In a trading update ahead of its AGM, the AIM-listed firm said revenues for the first 21 weeks of its current year were higher than 12 months ago.
The uptick was driven by more restaurant openings and higher customer numbers at Franco Manca, with the sourdough pizza chain having opened five new branches in Greenwich, Birmingham, Exeter, Leeds and Edinburgh so far this year, all of which had “started brightly”.
Meanwhile, like-for-like revenues at The Real Greek, Fulham’s other brand, had “until recently” been slightly behind last year as a result of the 2018 heatwave conditions not being repeated.
Looking ahead, Fulham said it was currently building its 50th Franco Manca in Manchester and its 17th Real Greek restaurant on the Strand in London.
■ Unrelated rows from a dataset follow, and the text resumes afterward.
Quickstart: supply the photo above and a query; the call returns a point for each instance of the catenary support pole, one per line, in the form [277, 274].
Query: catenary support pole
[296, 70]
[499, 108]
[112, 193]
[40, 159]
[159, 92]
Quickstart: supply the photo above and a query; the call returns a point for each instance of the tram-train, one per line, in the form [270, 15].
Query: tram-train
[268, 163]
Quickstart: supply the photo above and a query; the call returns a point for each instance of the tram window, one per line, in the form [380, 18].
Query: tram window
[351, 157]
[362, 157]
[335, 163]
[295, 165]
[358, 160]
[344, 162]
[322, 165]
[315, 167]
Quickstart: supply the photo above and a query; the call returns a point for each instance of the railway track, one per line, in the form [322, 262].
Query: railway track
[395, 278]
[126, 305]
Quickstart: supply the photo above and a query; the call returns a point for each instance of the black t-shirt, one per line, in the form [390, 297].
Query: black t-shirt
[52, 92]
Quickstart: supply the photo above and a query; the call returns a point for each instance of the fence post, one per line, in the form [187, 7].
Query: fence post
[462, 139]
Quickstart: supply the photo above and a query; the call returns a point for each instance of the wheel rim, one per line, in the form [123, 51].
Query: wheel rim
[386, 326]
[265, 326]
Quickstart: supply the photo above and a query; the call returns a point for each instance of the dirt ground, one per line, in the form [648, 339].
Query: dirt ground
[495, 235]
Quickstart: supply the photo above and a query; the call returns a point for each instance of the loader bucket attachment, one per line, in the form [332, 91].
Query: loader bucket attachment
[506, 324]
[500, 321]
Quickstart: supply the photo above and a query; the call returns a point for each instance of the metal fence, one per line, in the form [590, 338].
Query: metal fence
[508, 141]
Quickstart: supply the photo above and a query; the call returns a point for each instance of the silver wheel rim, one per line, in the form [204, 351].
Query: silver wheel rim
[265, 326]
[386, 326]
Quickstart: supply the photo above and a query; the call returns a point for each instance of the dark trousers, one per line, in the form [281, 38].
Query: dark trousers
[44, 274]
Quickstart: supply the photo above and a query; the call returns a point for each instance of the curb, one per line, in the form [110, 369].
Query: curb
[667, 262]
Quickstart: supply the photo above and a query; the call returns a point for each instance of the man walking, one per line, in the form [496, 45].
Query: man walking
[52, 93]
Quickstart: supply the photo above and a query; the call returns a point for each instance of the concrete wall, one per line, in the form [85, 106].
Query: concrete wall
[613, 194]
After completion, these would take its total portfolio to 67 restaurants in the UK and one franchise in Italy.
Overall, the company said trading for the year to date was “in line” with management expectations, adding that it was also in negotiations to secure “a number of sites” for the current and next financial year.
Fulham also said it expected more properties coming to the market at “ever lower rents” as a result of current conditions in the property, retail and dining out markets and would take advantage of these where appropriate.
In early trading on Wednesday, the shares were flat at 11.1p.